Jessica is still trying to make sense of things herself. Even a month later, she writes to Mark, “I’ve decided that I have some questions that might seem odd. I want to know exactly where he shot himself. Is that bad? When I picture him, I see him shooting himself in the temple. Does that seem right? He doesn’t seem like a gun in mouth person. Sorry if this is disturbing.”
She was Steve’s confessor, after all. He told her everything, and he told everyone else almost nothing. So it’s strange for her now to know so little.
“So we said he’s not a gun in the mouth type of person,” Mark says. “He’s just not. She thought that, and I felt the same way. Probably the temple.”
The truth is that Steve put the gun in his mouth.
“I had to look up pictures of what people look like after shooting themselves like he did,” Jessica writes. “I probably shouldn’t have done that, because I’ve been having nightmares since I looked it up, but it just reaffirms my feeling that he was someone else that day. It wasn’t really Steve.”

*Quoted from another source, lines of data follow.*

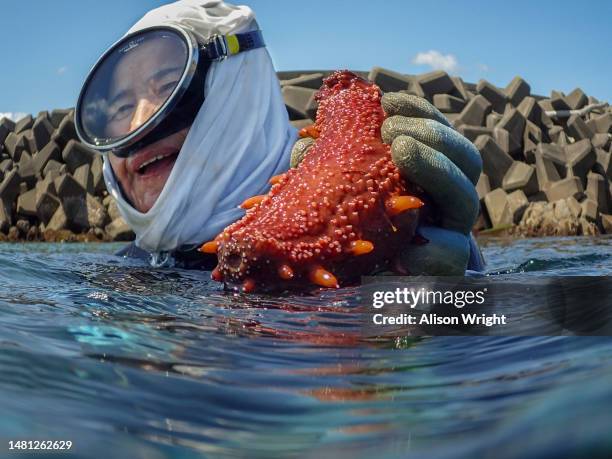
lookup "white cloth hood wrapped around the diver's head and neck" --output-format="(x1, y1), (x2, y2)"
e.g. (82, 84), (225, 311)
(103, 0), (296, 258)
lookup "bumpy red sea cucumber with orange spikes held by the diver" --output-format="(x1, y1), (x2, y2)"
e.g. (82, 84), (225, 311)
(208, 71), (422, 291)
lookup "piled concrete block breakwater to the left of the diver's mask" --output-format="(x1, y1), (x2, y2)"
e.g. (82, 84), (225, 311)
(0, 109), (134, 242)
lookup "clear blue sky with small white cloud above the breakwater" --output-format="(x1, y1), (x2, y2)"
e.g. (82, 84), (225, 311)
(0, 0), (612, 118)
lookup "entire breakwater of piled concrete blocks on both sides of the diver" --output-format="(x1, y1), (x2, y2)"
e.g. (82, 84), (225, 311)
(0, 67), (612, 241)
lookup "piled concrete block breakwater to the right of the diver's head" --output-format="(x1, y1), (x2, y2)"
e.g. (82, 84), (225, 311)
(279, 71), (612, 241)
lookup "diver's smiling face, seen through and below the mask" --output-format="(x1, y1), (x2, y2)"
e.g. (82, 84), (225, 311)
(106, 34), (188, 213)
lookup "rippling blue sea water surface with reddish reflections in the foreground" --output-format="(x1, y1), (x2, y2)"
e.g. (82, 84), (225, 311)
(0, 238), (612, 458)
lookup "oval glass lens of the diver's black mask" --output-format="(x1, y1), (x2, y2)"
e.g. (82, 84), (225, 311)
(77, 30), (189, 145)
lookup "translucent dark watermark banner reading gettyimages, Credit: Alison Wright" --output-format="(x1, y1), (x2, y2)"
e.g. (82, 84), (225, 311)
(360, 276), (612, 336)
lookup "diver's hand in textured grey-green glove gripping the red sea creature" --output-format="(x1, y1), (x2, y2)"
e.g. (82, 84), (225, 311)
(291, 92), (482, 276)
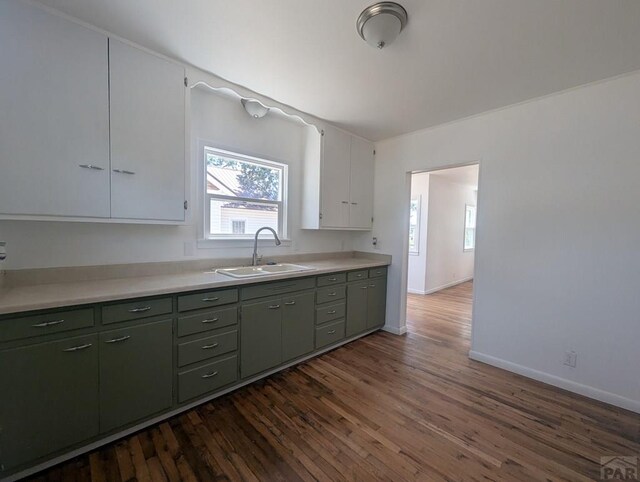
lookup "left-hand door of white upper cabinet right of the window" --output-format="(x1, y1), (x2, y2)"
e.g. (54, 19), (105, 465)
(320, 127), (351, 228)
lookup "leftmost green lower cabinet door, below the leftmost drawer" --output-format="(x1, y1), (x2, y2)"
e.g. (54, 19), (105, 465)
(0, 335), (99, 470)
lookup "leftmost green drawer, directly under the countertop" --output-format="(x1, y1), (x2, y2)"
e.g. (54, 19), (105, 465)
(0, 308), (94, 341)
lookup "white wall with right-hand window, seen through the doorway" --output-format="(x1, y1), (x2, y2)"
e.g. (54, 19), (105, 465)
(424, 174), (476, 293)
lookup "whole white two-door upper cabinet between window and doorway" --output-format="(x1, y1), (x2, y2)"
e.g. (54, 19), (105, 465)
(302, 126), (374, 230)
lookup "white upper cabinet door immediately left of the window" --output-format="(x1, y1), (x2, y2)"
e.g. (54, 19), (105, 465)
(109, 39), (185, 221)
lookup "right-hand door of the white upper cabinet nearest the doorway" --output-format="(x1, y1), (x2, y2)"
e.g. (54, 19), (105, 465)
(349, 137), (373, 229)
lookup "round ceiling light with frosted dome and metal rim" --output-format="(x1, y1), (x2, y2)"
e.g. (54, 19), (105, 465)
(356, 2), (408, 49)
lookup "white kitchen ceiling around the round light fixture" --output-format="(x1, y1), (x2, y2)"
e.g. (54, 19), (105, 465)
(36, 0), (640, 140)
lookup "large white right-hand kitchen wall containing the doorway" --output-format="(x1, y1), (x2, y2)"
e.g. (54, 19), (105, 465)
(357, 69), (640, 411)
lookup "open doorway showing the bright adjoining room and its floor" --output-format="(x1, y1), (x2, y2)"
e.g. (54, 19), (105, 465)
(407, 163), (479, 348)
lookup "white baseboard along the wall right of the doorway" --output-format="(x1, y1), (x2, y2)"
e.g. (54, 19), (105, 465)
(469, 350), (640, 413)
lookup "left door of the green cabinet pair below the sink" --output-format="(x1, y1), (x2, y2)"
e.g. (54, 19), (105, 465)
(240, 298), (282, 378)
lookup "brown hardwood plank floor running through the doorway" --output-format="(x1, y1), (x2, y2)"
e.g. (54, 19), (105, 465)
(26, 283), (640, 482)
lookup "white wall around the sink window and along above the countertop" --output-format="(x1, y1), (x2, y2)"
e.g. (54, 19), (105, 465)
(0, 69), (353, 269)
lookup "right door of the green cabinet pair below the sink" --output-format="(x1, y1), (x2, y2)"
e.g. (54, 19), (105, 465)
(282, 292), (315, 362)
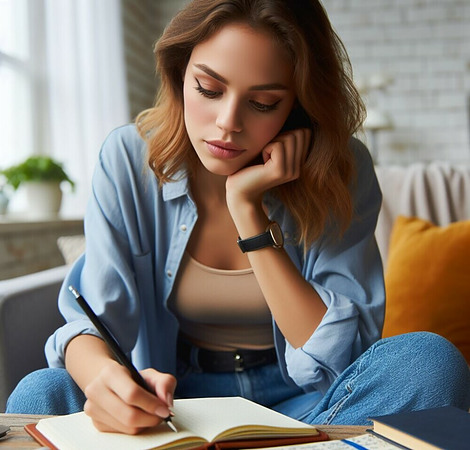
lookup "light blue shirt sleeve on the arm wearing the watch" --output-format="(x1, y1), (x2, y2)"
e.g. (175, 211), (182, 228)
(285, 140), (385, 392)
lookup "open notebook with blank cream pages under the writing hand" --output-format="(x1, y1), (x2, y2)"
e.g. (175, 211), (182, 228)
(25, 397), (328, 450)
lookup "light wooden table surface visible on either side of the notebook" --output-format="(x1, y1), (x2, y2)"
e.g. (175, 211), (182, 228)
(0, 414), (367, 450)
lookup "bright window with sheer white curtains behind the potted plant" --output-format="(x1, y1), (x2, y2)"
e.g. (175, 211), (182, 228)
(0, 0), (130, 216)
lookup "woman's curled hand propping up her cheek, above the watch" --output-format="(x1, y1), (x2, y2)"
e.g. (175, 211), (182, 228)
(226, 128), (312, 208)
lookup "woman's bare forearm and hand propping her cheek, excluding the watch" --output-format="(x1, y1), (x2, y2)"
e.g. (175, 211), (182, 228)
(226, 129), (326, 348)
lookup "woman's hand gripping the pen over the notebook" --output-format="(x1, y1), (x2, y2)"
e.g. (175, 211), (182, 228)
(84, 360), (176, 434)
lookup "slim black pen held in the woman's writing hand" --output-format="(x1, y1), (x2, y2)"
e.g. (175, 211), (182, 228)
(69, 286), (178, 433)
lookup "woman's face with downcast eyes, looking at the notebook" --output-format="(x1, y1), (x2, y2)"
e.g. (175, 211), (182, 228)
(183, 24), (295, 175)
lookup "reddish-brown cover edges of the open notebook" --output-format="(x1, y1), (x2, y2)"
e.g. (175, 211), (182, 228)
(24, 423), (330, 450)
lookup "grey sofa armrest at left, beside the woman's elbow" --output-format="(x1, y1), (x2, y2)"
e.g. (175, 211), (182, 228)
(0, 266), (69, 412)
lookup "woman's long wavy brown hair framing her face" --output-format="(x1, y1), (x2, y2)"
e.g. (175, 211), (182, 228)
(137, 0), (365, 246)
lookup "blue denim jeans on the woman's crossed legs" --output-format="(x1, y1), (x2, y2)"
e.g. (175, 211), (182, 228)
(7, 332), (470, 425)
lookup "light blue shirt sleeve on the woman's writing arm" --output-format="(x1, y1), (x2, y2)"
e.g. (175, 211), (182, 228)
(45, 128), (149, 367)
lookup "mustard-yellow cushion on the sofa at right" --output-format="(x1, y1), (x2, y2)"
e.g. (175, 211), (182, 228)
(383, 216), (470, 363)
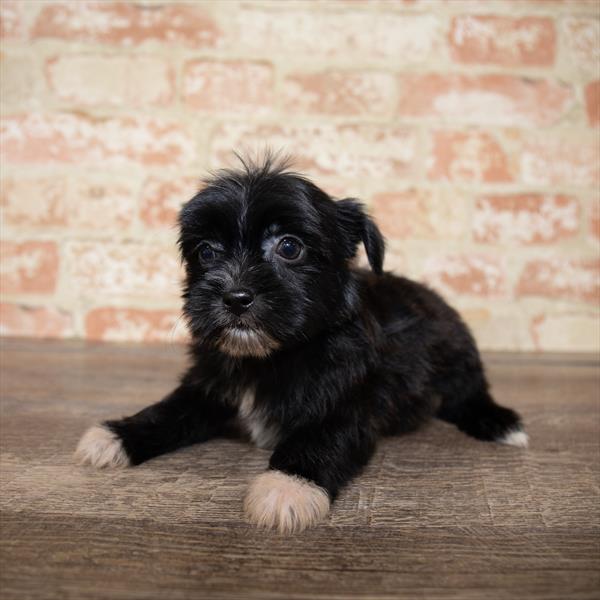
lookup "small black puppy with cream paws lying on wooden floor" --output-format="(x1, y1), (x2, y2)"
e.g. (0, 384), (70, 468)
(77, 159), (527, 532)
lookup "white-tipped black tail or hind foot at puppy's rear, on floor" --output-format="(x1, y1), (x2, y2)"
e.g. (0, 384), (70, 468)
(437, 389), (529, 448)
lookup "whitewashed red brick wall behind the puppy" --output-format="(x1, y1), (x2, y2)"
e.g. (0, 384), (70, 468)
(0, 0), (600, 351)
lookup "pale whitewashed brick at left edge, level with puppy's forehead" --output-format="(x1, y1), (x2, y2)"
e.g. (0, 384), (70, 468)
(0, 175), (137, 230)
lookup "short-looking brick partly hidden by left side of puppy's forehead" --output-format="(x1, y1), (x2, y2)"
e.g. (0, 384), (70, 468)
(140, 177), (200, 228)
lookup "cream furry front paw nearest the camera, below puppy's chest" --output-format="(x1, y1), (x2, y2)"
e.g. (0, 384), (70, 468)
(244, 471), (330, 533)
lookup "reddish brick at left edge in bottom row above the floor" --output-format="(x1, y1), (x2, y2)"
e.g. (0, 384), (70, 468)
(0, 303), (73, 338)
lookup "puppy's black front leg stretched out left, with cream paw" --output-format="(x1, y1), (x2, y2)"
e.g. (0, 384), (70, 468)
(75, 384), (233, 467)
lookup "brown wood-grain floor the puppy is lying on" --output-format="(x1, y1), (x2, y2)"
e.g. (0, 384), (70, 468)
(0, 340), (600, 600)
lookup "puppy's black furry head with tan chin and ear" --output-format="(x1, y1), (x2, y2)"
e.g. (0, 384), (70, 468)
(179, 158), (384, 357)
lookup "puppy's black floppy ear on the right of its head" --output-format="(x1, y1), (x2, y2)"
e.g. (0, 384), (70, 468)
(336, 198), (385, 275)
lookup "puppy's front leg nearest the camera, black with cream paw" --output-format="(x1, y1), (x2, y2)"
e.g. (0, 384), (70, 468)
(244, 423), (375, 534)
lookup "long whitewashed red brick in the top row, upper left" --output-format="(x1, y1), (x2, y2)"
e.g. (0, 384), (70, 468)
(31, 1), (219, 48)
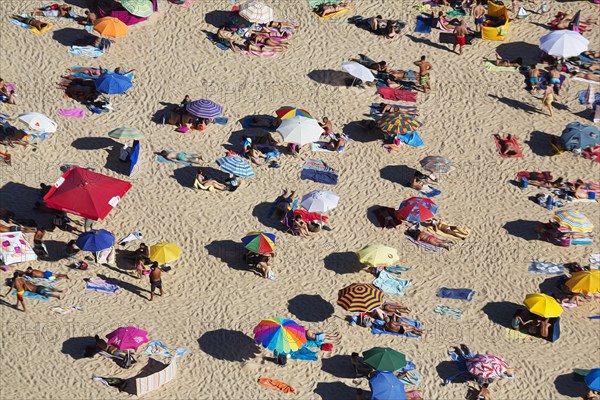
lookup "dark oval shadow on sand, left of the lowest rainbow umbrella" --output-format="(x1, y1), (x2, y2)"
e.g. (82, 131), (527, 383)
(198, 329), (260, 362)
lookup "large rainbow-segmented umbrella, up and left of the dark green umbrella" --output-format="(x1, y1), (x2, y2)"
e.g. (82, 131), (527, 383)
(254, 318), (306, 353)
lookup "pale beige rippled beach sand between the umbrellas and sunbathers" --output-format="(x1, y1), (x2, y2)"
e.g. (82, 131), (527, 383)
(0, 0), (600, 400)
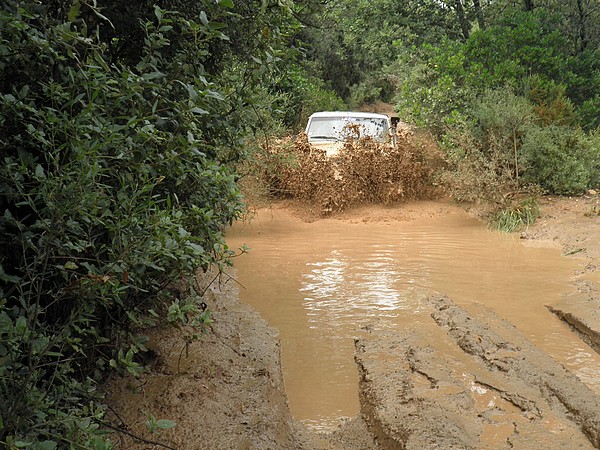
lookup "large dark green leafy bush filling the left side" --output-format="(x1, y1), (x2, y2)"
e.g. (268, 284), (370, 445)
(0, 2), (242, 449)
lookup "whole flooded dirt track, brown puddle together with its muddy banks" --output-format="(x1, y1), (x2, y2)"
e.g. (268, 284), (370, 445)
(104, 198), (600, 450)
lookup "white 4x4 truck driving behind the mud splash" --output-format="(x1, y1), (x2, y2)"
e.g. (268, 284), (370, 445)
(306, 111), (396, 157)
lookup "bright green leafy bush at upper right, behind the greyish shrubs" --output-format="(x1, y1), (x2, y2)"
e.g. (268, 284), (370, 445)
(384, 7), (600, 135)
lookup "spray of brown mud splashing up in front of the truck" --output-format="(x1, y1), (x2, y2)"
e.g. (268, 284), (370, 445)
(273, 132), (443, 215)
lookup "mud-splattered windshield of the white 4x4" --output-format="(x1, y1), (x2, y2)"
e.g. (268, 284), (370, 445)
(306, 117), (389, 142)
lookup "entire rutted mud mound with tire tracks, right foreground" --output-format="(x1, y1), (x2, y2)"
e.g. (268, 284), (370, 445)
(355, 297), (600, 449)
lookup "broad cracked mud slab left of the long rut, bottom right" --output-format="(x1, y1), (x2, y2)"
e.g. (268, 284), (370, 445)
(356, 314), (593, 449)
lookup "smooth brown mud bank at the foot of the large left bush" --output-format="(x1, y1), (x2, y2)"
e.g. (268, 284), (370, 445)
(107, 276), (311, 449)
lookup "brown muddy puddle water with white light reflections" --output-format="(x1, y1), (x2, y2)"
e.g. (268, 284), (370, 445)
(227, 202), (600, 430)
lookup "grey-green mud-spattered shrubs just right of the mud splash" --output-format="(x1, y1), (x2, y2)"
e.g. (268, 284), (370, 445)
(442, 84), (600, 209)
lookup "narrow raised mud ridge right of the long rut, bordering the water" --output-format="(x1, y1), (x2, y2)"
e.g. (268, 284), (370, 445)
(432, 298), (600, 447)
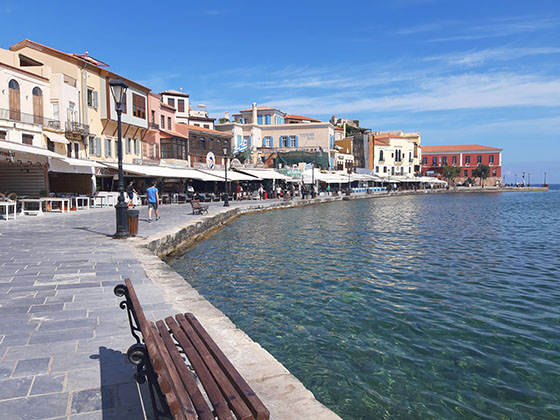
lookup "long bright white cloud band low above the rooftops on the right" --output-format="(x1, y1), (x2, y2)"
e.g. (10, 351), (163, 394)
(254, 73), (560, 114)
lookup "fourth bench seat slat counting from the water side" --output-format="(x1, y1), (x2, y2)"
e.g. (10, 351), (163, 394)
(156, 321), (214, 420)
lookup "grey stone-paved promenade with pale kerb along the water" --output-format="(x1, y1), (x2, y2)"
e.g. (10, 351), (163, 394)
(0, 200), (344, 420)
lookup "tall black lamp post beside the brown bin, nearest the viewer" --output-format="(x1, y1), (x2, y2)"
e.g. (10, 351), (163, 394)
(107, 79), (130, 239)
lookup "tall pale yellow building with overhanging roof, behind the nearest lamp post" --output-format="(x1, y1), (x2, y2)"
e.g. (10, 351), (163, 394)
(10, 40), (149, 163)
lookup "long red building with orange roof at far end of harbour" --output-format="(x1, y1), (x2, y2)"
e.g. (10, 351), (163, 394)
(422, 144), (503, 185)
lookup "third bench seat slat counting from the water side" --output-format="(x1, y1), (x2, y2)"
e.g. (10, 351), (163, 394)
(165, 317), (234, 420)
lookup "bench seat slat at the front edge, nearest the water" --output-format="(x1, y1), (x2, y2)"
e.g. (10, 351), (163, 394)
(185, 313), (270, 420)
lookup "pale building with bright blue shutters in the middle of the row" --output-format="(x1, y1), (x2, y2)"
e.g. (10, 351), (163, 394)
(216, 103), (335, 168)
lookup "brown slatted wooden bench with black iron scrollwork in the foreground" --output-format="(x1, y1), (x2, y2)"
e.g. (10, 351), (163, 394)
(114, 279), (270, 420)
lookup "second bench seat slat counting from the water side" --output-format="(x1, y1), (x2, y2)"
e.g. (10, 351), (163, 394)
(175, 314), (255, 420)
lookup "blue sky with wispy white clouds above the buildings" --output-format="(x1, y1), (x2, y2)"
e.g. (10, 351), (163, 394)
(0, 0), (560, 183)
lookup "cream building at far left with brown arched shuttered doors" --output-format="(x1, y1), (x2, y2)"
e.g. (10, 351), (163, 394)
(0, 49), (59, 196)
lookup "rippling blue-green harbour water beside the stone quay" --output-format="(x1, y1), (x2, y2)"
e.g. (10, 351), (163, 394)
(171, 190), (560, 419)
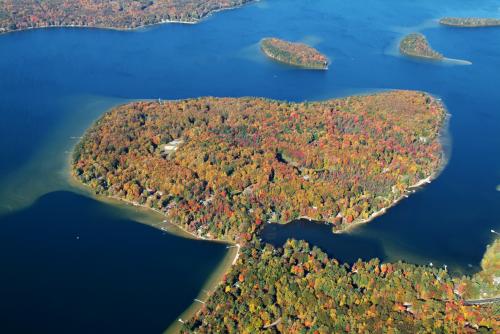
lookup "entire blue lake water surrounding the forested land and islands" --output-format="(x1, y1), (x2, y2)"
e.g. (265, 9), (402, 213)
(0, 0), (500, 333)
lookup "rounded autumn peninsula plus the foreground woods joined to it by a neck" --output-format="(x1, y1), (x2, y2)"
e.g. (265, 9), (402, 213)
(72, 91), (498, 333)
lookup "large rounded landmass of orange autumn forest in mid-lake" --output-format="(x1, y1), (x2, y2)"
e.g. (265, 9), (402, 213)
(73, 91), (445, 243)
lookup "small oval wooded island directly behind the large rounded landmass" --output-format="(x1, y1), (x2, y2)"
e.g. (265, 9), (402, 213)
(260, 38), (328, 70)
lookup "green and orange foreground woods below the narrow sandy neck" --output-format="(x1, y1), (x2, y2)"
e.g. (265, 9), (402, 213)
(182, 240), (500, 334)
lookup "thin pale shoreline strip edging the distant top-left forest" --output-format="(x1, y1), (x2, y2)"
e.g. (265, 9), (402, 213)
(0, 0), (260, 36)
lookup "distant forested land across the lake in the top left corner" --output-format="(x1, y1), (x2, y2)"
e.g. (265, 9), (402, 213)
(0, 0), (252, 33)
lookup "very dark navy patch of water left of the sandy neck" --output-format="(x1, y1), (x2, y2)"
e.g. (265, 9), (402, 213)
(0, 191), (226, 333)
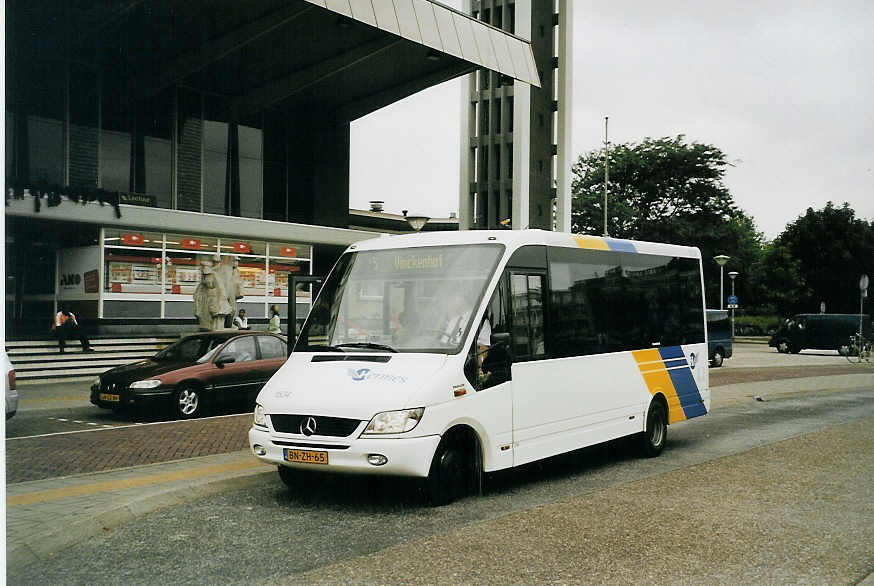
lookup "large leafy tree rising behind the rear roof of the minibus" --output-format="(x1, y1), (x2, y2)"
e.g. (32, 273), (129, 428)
(572, 135), (763, 307)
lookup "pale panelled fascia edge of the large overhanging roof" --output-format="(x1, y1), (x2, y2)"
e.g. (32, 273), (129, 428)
(305, 0), (540, 87)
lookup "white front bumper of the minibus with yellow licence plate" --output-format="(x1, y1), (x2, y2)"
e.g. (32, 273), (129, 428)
(249, 426), (440, 478)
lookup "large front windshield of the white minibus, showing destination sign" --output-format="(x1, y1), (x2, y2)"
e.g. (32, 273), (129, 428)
(295, 244), (504, 354)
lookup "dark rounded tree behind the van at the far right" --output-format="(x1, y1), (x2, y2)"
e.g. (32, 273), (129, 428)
(775, 202), (874, 313)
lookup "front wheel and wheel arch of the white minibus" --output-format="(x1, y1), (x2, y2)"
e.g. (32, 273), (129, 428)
(425, 425), (483, 507)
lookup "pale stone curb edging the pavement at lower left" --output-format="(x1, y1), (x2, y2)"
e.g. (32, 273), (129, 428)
(6, 458), (275, 570)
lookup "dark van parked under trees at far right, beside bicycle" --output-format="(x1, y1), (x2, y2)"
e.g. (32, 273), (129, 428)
(768, 313), (871, 354)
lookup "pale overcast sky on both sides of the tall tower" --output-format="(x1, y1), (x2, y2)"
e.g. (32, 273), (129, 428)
(350, 0), (874, 239)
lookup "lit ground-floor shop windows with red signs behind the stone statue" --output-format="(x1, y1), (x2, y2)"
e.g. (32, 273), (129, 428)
(101, 228), (312, 318)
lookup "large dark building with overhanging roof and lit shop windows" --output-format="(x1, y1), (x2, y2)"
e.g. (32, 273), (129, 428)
(5, 0), (540, 334)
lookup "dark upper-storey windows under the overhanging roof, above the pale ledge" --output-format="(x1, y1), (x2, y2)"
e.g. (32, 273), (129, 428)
(6, 59), (276, 220)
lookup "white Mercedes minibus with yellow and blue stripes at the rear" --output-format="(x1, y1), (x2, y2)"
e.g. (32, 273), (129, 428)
(249, 230), (710, 504)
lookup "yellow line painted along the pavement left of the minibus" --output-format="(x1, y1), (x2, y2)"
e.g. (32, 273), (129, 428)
(6, 458), (267, 507)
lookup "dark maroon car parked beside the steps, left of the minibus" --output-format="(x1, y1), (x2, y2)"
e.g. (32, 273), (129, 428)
(91, 330), (286, 419)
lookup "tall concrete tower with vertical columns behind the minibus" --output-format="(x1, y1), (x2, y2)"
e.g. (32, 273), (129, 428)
(459, 0), (573, 231)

“It’s been almost three months,” Jessica writes to me later, “and I still wait for Steven to come home. When I’m at home, watching television, I still turn to where he would be sitting, so that I can comment on something. When I’ve had a rough day at work, I start dialing his number so I can talk to him. Even though I’m in a new apartment, one that Steven never saw, it feels empty and not quite like home. There are pictures of him and us everywhere. I sleep in his shirts and I miss him so much. I didn’t realize how complete he made me and how lonely my world is without him here.